In order to gain some insight as to how one might train for and develop a pharmacy practice in neurology, the MHC asked an expert, Dr. Melody Ryan from the University of Kentucky Departments of Pharmacy Practice & Science and Neurology. Her practice site is in neurology ambulatory care at the Veterans Affairs Medical Center in Lexington, Kentucky.

How long have you been practicing? Is your practice inpatient or outpatient?

I have been practicing in neurology ambulatory care for 17 years.

How did you get to where you are today? What training have you had?

I completed a pharmacy practice residency (PGY1) at Duke University Medical Center and a one-year neuroscience fellowship at University of Kentucky. Much of what I have learned that is specific to neurology, however, has come from self-study and reading. While working, I completed a Master of Public Health with an emphasis on epidemiology.

What is the greatest impact you have had on your patients?

Helping them understand what their medicines can and cannot do for their conditions.

Describe your day-to-day activities.

On clinic days, I have 5 patient appointments/half-day clinic. I serve as their neurology provider after their diagnosis, so I take/update their medical history, perform a medication reconciliation, determine the efficacy of their therapies and any untoward effects, and, in conjunction with the patient, formulate a plan for their continued treatment.

Do you bill for the services you provide?

No, I see patients at a Veterans Affairs Medical Center.

What is your favorite part of the services you provide?

Seeing patients improve over time.

Are you involved in any research or other projects as a part of your practice? Describe a project you are currently working on.

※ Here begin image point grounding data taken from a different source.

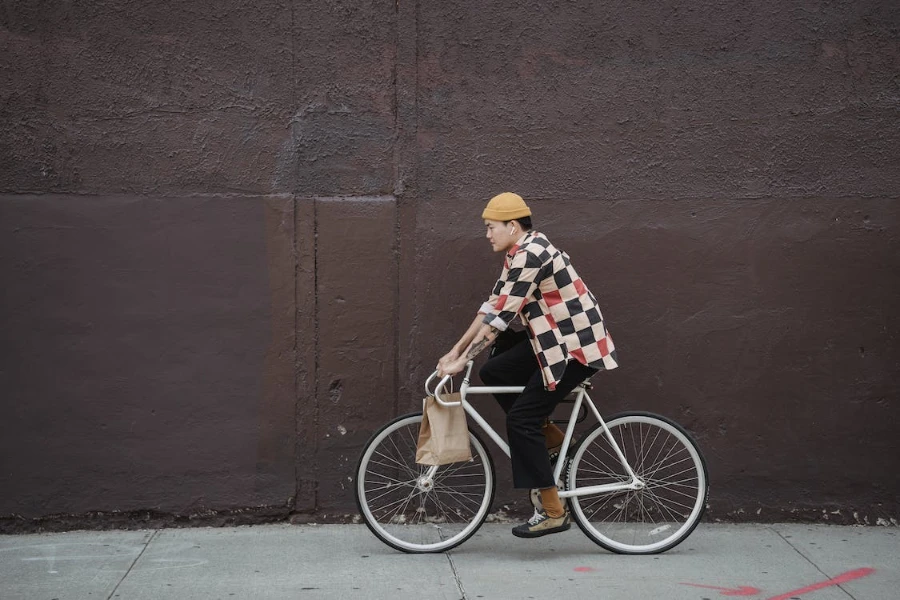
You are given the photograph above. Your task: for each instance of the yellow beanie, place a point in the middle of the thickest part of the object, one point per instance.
(506, 207)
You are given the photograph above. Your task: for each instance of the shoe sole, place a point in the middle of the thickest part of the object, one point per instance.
(543, 532)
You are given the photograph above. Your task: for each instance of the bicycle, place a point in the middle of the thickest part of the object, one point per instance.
(635, 484)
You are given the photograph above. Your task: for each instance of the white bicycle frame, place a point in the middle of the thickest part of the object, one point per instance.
(580, 398)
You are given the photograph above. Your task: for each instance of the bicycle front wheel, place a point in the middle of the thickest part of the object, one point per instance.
(665, 459)
(410, 511)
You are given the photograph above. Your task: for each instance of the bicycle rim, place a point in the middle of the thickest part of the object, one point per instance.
(407, 513)
(655, 518)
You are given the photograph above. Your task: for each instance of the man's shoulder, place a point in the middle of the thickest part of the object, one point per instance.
(537, 248)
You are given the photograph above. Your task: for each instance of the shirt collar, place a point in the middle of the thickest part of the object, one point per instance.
(526, 237)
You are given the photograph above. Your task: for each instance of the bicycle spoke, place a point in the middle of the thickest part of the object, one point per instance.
(658, 515)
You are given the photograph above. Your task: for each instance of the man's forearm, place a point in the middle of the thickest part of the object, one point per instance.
(470, 334)
(483, 338)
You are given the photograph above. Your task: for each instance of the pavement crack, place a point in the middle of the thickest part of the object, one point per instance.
(134, 562)
(457, 578)
(807, 559)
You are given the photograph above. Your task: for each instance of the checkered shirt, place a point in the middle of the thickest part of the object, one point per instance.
(539, 284)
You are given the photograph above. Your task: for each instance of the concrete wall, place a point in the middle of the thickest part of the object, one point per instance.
(235, 239)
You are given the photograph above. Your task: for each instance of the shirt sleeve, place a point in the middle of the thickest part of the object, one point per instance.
(515, 286)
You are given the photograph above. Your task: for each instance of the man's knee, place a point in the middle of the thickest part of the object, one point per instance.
(488, 374)
(519, 422)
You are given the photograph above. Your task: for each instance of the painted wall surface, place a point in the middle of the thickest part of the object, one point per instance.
(234, 240)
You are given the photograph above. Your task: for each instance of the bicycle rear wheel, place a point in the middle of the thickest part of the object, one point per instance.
(405, 509)
(661, 514)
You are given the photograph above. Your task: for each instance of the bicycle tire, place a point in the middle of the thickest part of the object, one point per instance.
(655, 518)
(404, 515)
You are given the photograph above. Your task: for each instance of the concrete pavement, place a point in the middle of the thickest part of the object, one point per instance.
(762, 562)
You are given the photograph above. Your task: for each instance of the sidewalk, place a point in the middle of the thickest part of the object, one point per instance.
(294, 562)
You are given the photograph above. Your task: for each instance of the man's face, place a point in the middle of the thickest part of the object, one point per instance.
(502, 237)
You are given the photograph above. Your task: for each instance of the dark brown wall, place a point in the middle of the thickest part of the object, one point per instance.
(235, 240)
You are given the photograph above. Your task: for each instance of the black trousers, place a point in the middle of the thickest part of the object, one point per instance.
(526, 412)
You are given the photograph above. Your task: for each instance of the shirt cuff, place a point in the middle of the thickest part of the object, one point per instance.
(495, 321)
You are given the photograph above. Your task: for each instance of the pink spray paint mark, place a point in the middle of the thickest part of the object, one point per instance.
(741, 591)
(843, 578)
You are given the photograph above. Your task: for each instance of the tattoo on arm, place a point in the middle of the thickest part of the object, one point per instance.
(480, 345)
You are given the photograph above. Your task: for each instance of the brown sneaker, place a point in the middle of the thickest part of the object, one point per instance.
(542, 524)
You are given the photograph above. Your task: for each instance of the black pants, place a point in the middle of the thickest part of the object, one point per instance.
(526, 412)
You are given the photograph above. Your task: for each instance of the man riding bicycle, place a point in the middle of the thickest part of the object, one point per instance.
(567, 343)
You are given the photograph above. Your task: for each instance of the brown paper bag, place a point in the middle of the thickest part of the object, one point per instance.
(443, 435)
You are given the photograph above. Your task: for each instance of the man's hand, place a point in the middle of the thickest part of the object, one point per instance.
(448, 358)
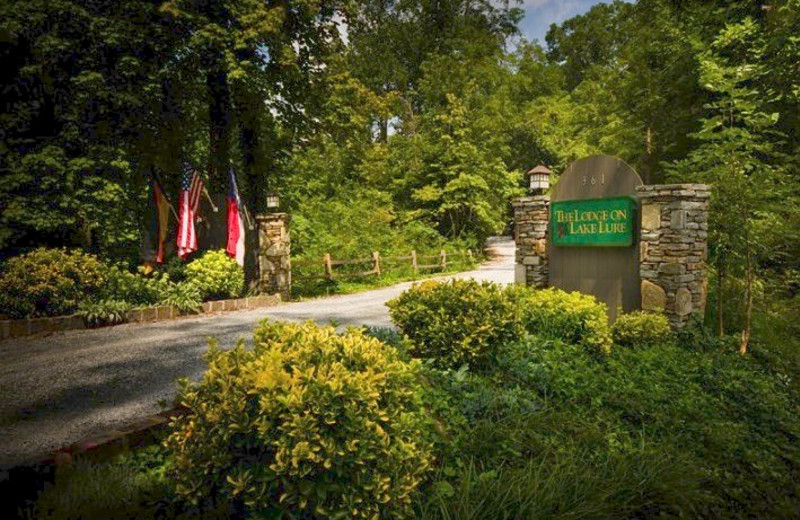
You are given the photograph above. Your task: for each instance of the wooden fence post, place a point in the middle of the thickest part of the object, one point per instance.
(376, 257)
(328, 266)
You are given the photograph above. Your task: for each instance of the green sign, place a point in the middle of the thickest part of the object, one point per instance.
(593, 222)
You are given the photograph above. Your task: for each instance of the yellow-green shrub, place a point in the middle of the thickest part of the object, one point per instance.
(216, 276)
(48, 282)
(640, 329)
(307, 424)
(573, 317)
(455, 322)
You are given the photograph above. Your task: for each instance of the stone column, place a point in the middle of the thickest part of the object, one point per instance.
(531, 217)
(673, 249)
(274, 250)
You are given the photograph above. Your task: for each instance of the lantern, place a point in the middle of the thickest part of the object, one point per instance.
(539, 179)
(273, 201)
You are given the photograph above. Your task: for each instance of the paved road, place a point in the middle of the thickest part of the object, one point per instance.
(65, 387)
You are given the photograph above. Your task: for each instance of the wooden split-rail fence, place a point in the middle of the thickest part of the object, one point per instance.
(418, 263)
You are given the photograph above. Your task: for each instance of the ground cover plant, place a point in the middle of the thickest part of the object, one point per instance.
(682, 427)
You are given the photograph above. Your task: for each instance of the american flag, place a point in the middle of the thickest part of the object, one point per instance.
(191, 188)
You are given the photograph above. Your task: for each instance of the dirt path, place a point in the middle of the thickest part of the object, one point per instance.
(64, 387)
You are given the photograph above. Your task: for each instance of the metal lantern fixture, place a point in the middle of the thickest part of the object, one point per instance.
(273, 201)
(539, 179)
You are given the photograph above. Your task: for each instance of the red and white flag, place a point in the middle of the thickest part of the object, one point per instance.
(188, 202)
(235, 246)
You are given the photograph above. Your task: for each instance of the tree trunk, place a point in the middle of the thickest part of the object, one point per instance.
(219, 157)
(748, 317)
(720, 309)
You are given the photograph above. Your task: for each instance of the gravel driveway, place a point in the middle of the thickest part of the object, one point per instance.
(65, 387)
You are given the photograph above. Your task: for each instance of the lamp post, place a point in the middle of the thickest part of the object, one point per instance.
(539, 179)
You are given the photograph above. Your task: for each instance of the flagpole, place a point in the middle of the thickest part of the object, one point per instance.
(155, 175)
(205, 191)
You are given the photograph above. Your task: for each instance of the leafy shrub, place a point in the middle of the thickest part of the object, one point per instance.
(185, 296)
(216, 276)
(48, 282)
(135, 288)
(668, 432)
(307, 424)
(455, 322)
(103, 312)
(573, 317)
(640, 329)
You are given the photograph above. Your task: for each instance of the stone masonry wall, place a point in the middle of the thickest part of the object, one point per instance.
(274, 265)
(673, 249)
(532, 215)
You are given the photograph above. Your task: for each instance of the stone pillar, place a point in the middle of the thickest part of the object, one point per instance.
(274, 250)
(673, 249)
(531, 217)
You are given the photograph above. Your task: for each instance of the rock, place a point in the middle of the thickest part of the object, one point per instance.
(651, 217)
(654, 298)
(519, 274)
(683, 302)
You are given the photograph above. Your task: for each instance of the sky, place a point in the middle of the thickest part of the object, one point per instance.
(539, 14)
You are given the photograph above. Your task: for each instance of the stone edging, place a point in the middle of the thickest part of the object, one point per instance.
(30, 326)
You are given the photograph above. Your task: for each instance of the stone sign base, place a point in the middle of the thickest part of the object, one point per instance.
(672, 238)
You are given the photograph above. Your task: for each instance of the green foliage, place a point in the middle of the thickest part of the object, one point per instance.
(464, 321)
(103, 312)
(667, 431)
(216, 276)
(49, 282)
(307, 424)
(185, 296)
(455, 322)
(123, 488)
(572, 317)
(640, 329)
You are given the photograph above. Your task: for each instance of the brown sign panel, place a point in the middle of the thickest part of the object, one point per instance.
(609, 273)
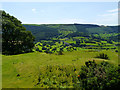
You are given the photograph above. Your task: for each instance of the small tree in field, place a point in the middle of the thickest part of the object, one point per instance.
(15, 38)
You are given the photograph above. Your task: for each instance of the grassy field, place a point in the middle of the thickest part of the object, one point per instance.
(25, 70)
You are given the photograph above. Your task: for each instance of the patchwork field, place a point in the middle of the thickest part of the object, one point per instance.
(41, 70)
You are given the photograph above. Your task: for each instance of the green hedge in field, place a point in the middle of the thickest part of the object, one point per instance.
(101, 76)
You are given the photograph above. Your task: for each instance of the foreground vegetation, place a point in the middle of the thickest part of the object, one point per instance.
(41, 70)
(62, 56)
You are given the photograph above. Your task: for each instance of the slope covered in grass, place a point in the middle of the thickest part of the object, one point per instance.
(25, 70)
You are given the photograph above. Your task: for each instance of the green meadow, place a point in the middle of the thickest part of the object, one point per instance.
(41, 70)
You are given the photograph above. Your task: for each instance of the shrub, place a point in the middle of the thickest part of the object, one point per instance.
(102, 56)
(99, 76)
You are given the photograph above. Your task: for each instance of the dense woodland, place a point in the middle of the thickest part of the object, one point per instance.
(68, 37)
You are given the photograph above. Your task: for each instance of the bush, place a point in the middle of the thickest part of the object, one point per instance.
(102, 56)
(99, 76)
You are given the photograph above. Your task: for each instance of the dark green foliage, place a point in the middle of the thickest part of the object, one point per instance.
(103, 56)
(15, 38)
(46, 32)
(101, 76)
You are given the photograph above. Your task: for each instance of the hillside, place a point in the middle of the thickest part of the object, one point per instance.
(48, 31)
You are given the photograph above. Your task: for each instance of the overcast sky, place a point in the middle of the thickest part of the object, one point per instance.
(102, 13)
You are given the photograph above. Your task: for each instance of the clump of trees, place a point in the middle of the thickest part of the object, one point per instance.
(101, 76)
(15, 38)
(102, 56)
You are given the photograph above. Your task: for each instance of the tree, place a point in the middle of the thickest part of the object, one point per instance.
(15, 38)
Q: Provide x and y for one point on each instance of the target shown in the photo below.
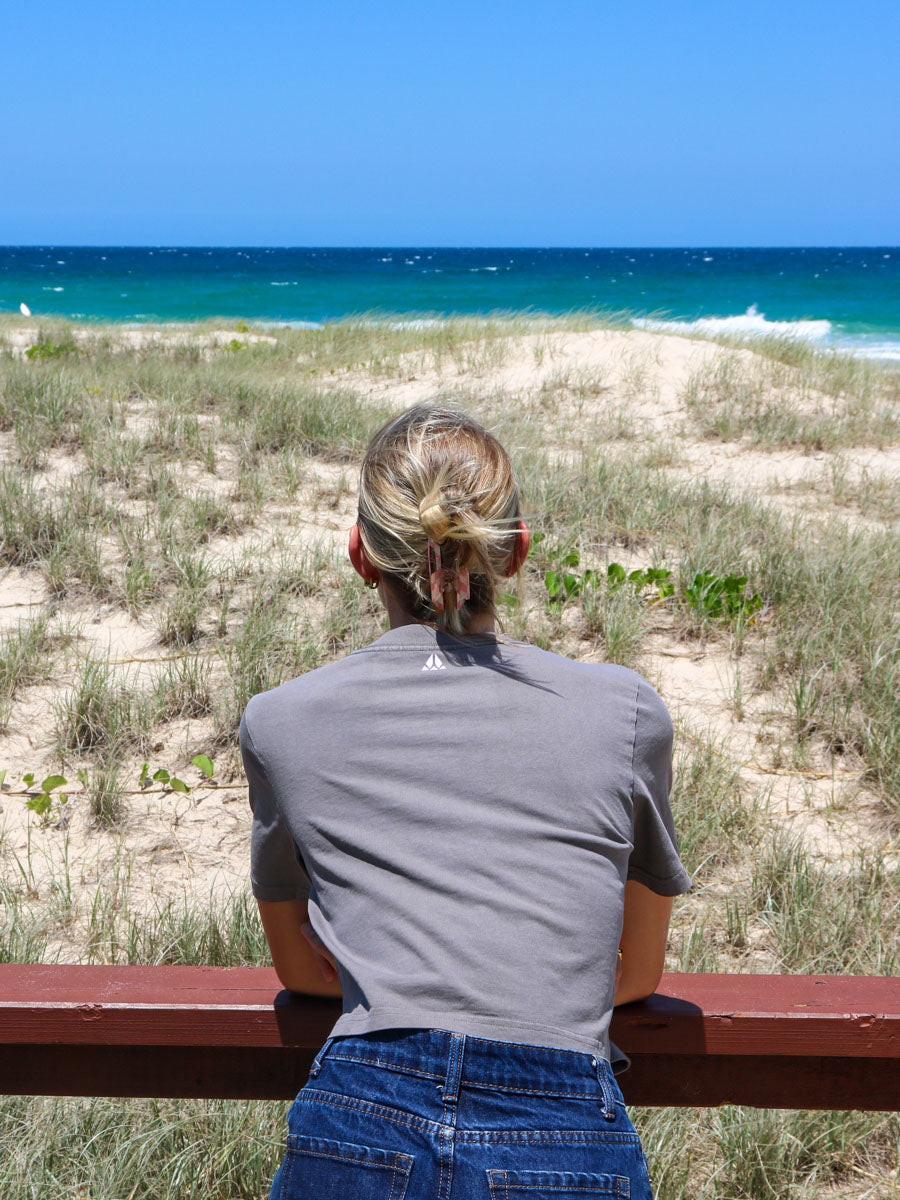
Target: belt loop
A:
(454, 1069)
(317, 1061)
(603, 1077)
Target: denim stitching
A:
(490, 1087)
(381, 1062)
(370, 1109)
(353, 1158)
(549, 1137)
(316, 1096)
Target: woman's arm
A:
(645, 930)
(298, 965)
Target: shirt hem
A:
(496, 1029)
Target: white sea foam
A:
(871, 348)
(751, 324)
(755, 324)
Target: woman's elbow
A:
(636, 987)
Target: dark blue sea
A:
(847, 297)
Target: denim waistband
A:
(460, 1059)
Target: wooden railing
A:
(797, 1042)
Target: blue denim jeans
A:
(433, 1115)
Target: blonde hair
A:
(436, 474)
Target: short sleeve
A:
(654, 859)
(276, 870)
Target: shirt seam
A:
(634, 741)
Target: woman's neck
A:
(397, 616)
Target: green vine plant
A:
(169, 783)
(713, 597)
(48, 802)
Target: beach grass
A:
(196, 486)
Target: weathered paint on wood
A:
(768, 1041)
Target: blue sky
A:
(592, 123)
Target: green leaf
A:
(203, 765)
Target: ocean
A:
(843, 297)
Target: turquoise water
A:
(846, 297)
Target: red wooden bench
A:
(796, 1042)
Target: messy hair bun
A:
(435, 474)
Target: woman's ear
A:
(520, 551)
(359, 558)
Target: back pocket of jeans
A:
(336, 1170)
(556, 1185)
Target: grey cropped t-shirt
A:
(462, 815)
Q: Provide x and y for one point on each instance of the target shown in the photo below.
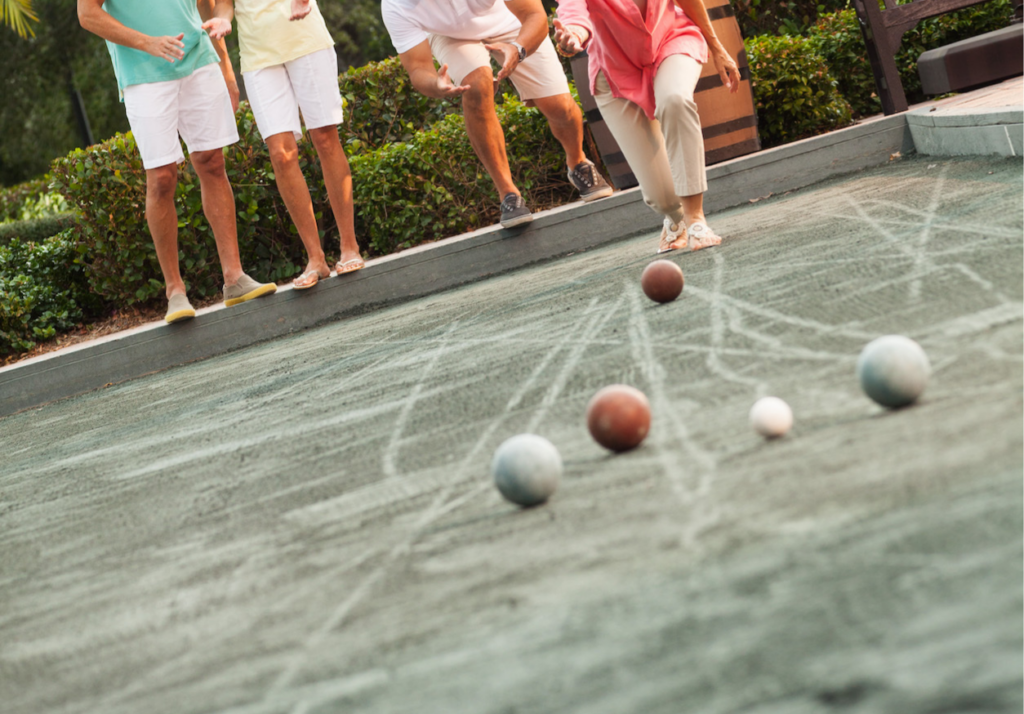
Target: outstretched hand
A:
(169, 48)
(510, 59)
(300, 8)
(448, 89)
(567, 37)
(217, 28)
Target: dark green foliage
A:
(795, 93)
(434, 186)
(383, 108)
(838, 38)
(37, 229)
(43, 291)
(107, 184)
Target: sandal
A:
(350, 265)
(307, 280)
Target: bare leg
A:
(292, 184)
(565, 121)
(338, 178)
(162, 216)
(218, 205)
(485, 131)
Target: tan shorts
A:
(540, 75)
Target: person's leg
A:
(162, 217)
(677, 112)
(218, 205)
(295, 194)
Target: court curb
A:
(435, 267)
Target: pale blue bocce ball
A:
(526, 469)
(893, 371)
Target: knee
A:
(208, 163)
(675, 107)
(161, 182)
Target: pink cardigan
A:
(630, 50)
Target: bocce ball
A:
(771, 417)
(619, 417)
(662, 281)
(526, 469)
(893, 371)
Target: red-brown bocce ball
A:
(662, 281)
(619, 417)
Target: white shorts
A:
(310, 83)
(539, 76)
(197, 107)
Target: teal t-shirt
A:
(159, 17)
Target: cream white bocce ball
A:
(526, 469)
(771, 417)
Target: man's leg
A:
(565, 121)
(338, 178)
(484, 130)
(292, 184)
(218, 205)
(163, 219)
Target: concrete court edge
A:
(437, 266)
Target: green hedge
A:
(434, 186)
(37, 229)
(795, 94)
(837, 37)
(43, 291)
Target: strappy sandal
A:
(308, 279)
(350, 265)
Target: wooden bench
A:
(884, 32)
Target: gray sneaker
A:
(514, 211)
(247, 289)
(178, 308)
(589, 181)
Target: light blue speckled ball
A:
(893, 371)
(526, 469)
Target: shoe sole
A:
(179, 316)
(602, 194)
(258, 292)
(512, 222)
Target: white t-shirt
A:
(410, 22)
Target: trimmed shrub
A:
(837, 37)
(107, 184)
(43, 291)
(37, 229)
(795, 93)
(434, 186)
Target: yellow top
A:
(267, 37)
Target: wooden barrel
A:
(728, 121)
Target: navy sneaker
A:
(589, 181)
(514, 211)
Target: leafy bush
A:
(36, 229)
(434, 186)
(43, 291)
(107, 184)
(837, 37)
(796, 95)
(383, 108)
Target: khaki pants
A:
(667, 154)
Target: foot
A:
(700, 236)
(350, 265)
(588, 180)
(310, 277)
(178, 308)
(247, 289)
(514, 211)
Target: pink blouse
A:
(629, 49)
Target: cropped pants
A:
(666, 154)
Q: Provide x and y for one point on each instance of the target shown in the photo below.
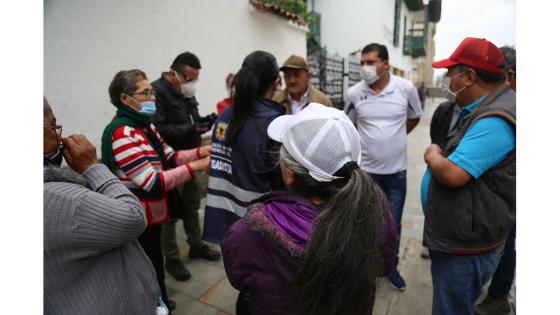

Yes, I have been working more in the outcomes area with large databases recently. We have been examining the generic substitution of antiepileptic medicines to determine if switching to generic agents has any undesirable outcomes.

How would you advise a pharmacist or pharmacy student who is interested in working in a setting such as yours?

Start with a PGY1 residency to obtain a solid clinical foundation. Then decide if you are interested in caring for patients full-time. If so, look for a PGY2 or another opportunity to obtain specific clinical training in neurology. If you have interest in an academic position, you should seek a fellowship or, perhaps, graduate school training to be able to effectively pursue federal funding.

How do you involve students or residents into your daily work in the clinic?

I always have a PGY1 or PGY2 resident with me in clinic. The level of knowledge and background in neurology varies widely among residents, so each one must have an individualized learning experience. We begin with skills that he/she already has mastered, for example, taking a medication history and then observing me do the interview and formulate a therapeutic plan. By the end of their longitudinal rotation, most residents are performing the interview and just reviewing their plan with me. We also do neurology-focused readings and discussions. I find this helpful to be sure we cover core content, because I can’t guarantee we will always see patients with every condition during the rotation.

What are some resources that you would recommend to learn more about your specialty?

Keeping up with neurology topics via journals and literature searches. Networking with other neurology specialists via pharmacy groups such as CPNP or ACCP, which has a Central Nervous System Practice and Research Network.